Ironfounding local history
Lion Foundry, Kirkintilloch
Moulder at work, using a 'bogey' for conveying molten iron. You can see a bogey of this type at the Auld Kirk Museum, Kirkintilloch.
During the nineteenth century a very wide range of products was made of cast iron. Foundries were established in many Scottish towns. At Kirkintilloch the canal and railways meant that iron could be easily conveyed to its markets. This, along with the many local coal mines providing fuel, made Kirkintilloch an ideal centre for the ironfounding industry. Iron work made in Kirkintilloch was exported all over the world.
Ironfounding began in Kirkintilloch during the 1830s, when Archibald Gilchrist established the "Kirkintilloch Foundry" just south of the Canal Aqueduct over the River Luggie. In the early years Gilchrist found a niche market in railway castings to service the embryonic but fast developing railway industry. Later on the foundry specialised in heavy engineering castings, but it ceased to function during the 1890s, when the building was taken over by F. McNeill a Co. for the manufacture of roofing felt.
In 1861 a second foundry was established in Kirkintilloch when Alexander Smith opened the "Star Foundry" in Southbank Road. In 1867 it was purchased by the locally well-known firm of Cameron and Roberton who renamed it "South Bank Iron Works", although it remained the "Star Foundry" in local parlance for the rest of its life - which lasted until 1981. For most of its 120 years it was best known for the manufacture of commodities in the category of "Rainwater Goods" - drains, gutters, pipes and pipe fittings.
The Lion Foundry, just across the Canal from the old Kirkintilloch Foundry, was established in 1880. The site of the new foundry was well chosen, right beside the North British Railway and the Forth and Clyde Canal. This proximity to the two main arteries of communication meant that raw materials could conveniently be delivered, and the finished products distributed economically. The best known products to come out of the foundry were red telephone kiosks and post boxes. The foundry was also noted for its highly decorative architectural ironwork such as railings, fountains and bandstands. The Lion Foundry survived for over a hundred years and was the last of the town's foundries to keep working, but when British Telecom stopped ordering red telephone kiosks in 1984 it closed down.
A Lion Foundry Red Telephone Box in Taiwan.
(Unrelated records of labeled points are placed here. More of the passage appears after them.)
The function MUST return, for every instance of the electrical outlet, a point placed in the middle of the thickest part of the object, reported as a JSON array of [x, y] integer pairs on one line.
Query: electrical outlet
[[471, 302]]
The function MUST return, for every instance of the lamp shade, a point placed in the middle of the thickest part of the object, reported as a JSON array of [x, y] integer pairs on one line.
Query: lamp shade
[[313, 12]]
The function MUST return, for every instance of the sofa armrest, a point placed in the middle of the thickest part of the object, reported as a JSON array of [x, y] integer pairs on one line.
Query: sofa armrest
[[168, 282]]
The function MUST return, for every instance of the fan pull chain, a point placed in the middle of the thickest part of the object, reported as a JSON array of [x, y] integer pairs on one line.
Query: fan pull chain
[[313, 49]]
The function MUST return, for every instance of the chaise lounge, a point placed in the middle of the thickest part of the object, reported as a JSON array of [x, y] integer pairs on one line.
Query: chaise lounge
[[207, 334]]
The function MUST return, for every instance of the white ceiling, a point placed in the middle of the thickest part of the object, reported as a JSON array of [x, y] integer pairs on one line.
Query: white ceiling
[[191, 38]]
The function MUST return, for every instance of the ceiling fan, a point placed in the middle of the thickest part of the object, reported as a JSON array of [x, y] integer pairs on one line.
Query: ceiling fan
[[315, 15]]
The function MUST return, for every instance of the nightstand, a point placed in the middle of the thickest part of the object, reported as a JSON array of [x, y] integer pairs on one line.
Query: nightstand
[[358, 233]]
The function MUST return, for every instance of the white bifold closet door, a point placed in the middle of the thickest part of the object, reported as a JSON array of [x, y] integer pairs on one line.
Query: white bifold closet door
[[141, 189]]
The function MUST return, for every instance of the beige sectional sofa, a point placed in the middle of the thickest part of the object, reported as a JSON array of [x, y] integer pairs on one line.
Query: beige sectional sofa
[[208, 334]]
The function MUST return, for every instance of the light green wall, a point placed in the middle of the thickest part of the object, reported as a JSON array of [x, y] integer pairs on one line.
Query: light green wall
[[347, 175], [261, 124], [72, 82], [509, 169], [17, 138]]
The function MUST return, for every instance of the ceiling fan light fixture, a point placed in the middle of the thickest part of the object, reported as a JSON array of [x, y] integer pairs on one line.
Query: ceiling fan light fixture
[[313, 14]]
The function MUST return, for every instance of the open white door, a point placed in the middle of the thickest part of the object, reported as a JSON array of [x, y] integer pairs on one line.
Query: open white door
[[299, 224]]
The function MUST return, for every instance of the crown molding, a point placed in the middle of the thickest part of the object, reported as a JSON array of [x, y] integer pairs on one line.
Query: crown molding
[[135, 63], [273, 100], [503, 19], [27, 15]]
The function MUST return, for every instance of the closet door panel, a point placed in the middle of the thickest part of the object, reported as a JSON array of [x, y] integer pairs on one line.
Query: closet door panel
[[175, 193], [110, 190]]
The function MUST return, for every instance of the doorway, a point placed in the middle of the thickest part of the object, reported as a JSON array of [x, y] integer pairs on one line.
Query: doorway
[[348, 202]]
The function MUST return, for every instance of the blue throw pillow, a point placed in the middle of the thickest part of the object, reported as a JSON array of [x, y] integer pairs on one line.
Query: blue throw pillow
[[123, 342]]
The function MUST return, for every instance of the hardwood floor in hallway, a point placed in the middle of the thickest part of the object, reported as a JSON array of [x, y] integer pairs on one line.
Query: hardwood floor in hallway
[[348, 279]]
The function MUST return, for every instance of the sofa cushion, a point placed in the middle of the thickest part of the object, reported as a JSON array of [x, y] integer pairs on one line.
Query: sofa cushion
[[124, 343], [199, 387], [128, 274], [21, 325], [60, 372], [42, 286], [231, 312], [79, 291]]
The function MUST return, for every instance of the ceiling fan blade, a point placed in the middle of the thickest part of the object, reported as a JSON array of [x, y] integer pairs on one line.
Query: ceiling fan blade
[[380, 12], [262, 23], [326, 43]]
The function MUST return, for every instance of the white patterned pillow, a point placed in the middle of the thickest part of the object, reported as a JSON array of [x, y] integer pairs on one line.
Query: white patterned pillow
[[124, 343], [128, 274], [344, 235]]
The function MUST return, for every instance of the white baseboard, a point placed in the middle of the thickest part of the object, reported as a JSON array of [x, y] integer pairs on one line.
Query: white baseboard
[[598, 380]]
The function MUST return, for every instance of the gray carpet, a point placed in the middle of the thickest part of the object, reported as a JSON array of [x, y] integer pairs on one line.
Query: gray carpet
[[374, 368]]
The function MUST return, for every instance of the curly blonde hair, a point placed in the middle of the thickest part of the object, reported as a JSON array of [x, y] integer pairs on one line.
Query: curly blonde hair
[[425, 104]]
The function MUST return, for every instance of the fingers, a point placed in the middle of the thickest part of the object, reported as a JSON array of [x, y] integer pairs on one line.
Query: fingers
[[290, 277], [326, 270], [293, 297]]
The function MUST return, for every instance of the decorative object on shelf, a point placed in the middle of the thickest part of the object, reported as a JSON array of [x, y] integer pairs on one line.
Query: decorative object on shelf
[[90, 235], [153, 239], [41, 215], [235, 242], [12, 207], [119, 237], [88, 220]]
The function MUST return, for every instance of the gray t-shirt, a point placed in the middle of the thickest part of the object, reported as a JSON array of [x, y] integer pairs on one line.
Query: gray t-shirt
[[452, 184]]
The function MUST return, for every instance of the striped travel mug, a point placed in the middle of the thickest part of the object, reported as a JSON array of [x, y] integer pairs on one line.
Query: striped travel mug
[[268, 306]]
A fourth iron foundry in Kirkintilloch was the Basin or Etna Foundry, at the canal basin in Southbank Road, which opened in 1872. It specialised in kitchen ranges, grates and heating stoves, which were fitted into houses throughout Scotland, England and Ireland. Like "The Star" and "The Lion" it was established on the canal bank at a location where rail access was also immediately available. Typically, raw materials would be brought in by canal boat and finished products taken away by rail.